С широкоформатного панорамного экрана Планетария на школьника-подростка внезапно излилась бесконечная пустота Вселенной.
В “Cолярисе” Cтанислав Лем записал свои собственные впечатления от встречи с Пустотой.
“Cтены пропали. Что-то возносилось надо мной всё выше, безгранично высоко. Я застыл, пронизанный тьмой, объятый ею. Я чувствовал её упругую прозрачность. Где-то очень далеко билось сердце. Я сосредоточил всё внимание, остатки сил на ожидании агонии. Она не приходила. Я только становился всё меньше, а невидимое небо, невидимые горизонты, пространство, лишённое форм, туч, звёзд, отступая и увеличиваясь, делало меня своим центром. Я силился втиснуться в то, на чём лежал, но подо мной уже не было ничего, и мрак ничего уже не скрывал. Я стиснул руки, закрыл ими лицо. Оно исчезло. Руки прошли насквозь. Хотелось кричать, выть …”

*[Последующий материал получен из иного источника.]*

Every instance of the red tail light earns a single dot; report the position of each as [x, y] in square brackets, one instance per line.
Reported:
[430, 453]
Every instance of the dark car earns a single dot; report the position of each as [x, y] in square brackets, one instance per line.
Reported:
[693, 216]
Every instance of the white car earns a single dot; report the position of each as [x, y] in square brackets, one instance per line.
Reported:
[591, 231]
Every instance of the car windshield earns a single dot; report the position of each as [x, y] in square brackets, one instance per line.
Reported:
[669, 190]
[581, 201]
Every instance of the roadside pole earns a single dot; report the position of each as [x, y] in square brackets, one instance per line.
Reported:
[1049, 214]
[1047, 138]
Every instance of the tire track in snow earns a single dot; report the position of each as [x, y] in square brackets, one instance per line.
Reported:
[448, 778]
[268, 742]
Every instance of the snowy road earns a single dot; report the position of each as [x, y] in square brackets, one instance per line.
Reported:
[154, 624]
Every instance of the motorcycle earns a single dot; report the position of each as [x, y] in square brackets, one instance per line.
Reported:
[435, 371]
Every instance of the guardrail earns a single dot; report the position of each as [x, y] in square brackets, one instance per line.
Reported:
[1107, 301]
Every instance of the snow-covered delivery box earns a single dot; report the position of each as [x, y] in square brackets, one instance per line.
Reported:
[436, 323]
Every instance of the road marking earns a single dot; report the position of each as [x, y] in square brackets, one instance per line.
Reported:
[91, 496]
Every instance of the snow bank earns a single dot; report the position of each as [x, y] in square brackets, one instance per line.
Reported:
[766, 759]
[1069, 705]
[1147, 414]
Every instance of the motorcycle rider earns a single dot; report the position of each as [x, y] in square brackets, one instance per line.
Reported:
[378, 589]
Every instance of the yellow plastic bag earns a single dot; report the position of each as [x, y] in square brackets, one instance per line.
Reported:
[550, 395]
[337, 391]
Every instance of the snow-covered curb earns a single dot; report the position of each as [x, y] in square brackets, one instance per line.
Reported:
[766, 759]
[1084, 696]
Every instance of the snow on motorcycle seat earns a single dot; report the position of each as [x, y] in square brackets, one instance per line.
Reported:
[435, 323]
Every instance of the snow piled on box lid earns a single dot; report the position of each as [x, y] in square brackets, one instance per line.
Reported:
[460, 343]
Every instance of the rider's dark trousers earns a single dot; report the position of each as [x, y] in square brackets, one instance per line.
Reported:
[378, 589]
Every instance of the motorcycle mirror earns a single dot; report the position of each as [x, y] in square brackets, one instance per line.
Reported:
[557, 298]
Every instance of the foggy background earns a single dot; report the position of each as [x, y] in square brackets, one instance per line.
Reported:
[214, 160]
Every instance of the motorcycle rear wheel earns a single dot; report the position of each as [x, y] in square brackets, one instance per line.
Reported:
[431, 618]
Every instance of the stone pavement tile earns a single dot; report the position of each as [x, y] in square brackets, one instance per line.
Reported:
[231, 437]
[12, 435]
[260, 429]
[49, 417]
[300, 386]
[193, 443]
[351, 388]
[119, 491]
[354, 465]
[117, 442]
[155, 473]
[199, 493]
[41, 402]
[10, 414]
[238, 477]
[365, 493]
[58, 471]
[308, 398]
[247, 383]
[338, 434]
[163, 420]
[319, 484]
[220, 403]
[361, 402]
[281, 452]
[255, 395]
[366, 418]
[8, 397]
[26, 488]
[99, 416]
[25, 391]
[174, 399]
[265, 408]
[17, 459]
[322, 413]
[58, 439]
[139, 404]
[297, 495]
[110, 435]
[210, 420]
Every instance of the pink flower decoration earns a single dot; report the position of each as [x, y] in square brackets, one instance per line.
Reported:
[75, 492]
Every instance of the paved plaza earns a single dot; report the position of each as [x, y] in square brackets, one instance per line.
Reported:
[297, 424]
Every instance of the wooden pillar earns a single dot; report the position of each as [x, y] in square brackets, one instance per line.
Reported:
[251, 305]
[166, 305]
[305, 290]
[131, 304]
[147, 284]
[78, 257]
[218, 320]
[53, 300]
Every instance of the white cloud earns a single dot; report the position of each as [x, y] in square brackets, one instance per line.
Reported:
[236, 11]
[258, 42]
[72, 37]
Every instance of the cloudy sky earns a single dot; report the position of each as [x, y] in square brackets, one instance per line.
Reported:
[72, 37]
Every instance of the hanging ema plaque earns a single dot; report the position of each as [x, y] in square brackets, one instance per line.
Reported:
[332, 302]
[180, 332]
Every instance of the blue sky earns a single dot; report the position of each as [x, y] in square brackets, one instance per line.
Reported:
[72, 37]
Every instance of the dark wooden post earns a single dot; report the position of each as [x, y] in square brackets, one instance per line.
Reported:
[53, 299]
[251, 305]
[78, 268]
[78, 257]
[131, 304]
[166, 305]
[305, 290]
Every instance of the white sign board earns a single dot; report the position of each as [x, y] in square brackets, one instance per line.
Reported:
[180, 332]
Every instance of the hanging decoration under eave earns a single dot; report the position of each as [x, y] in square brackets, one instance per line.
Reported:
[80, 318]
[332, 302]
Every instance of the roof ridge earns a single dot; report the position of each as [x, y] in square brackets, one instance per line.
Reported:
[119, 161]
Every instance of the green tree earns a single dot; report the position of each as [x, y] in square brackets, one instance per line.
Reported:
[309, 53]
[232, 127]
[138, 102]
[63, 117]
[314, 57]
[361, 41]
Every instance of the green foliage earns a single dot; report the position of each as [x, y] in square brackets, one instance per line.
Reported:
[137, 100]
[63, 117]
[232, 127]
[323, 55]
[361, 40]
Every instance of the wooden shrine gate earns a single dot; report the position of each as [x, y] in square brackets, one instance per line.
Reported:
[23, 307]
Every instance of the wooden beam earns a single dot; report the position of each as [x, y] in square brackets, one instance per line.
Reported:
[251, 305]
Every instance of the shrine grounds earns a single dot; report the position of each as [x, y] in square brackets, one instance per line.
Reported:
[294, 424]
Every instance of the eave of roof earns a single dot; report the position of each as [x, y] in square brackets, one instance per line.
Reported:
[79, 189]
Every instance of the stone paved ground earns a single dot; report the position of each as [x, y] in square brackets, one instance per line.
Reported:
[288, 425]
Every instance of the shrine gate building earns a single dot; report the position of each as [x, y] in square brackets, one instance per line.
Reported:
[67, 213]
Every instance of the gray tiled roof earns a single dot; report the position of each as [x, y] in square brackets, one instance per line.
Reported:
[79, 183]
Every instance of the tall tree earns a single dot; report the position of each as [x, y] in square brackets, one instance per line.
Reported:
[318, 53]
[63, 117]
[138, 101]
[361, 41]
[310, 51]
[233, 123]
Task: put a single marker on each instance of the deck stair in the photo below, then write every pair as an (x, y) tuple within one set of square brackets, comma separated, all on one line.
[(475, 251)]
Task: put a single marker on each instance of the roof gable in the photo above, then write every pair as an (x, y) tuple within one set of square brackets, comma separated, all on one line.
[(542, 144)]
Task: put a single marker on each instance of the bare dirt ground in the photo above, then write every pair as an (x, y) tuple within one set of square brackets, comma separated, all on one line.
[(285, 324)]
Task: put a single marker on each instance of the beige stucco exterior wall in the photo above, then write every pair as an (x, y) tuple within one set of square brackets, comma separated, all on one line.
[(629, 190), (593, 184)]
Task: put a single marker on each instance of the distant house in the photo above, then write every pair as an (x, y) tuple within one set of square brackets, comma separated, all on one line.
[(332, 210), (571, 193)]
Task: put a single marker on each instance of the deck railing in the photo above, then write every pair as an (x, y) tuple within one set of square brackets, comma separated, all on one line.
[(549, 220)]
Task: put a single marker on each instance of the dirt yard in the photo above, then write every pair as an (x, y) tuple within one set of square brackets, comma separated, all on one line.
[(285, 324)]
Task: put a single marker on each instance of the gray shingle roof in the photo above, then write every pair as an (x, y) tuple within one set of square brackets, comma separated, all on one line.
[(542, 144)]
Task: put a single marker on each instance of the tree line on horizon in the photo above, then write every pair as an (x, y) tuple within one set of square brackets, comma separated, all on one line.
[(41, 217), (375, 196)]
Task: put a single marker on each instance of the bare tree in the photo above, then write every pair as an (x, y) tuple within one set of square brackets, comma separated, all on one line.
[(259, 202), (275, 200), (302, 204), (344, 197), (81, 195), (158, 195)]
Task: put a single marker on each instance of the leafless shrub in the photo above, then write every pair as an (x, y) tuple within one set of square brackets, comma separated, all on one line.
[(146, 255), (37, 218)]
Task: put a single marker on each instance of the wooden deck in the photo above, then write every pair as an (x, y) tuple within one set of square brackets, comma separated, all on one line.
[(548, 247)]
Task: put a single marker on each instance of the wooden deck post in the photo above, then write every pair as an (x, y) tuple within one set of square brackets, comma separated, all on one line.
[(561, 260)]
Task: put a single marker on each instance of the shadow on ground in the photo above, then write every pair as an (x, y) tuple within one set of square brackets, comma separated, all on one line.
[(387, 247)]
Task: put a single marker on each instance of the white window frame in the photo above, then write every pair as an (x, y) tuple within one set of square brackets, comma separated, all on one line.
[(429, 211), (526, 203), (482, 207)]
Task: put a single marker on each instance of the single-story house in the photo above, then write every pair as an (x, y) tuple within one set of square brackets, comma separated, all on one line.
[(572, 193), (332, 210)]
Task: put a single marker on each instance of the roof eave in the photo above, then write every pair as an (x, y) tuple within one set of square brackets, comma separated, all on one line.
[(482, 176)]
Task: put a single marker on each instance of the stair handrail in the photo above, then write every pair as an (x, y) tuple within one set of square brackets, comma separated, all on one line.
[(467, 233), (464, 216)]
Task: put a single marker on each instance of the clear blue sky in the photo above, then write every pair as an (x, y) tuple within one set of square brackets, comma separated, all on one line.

Сергей Чудаков испытал сходные чувства.
Карл Юнг называл этот опыт процессом индивидуации, а его результат - достижением самости. Религиозные практики говорят в таких случаях о Божьем Откровении. В момент достижения самости/или получения Откровения человек становится и меньше самого cебя, поскольку растворяется в бесконечном, и больше самого себя, поскольку становится частью бесконечного.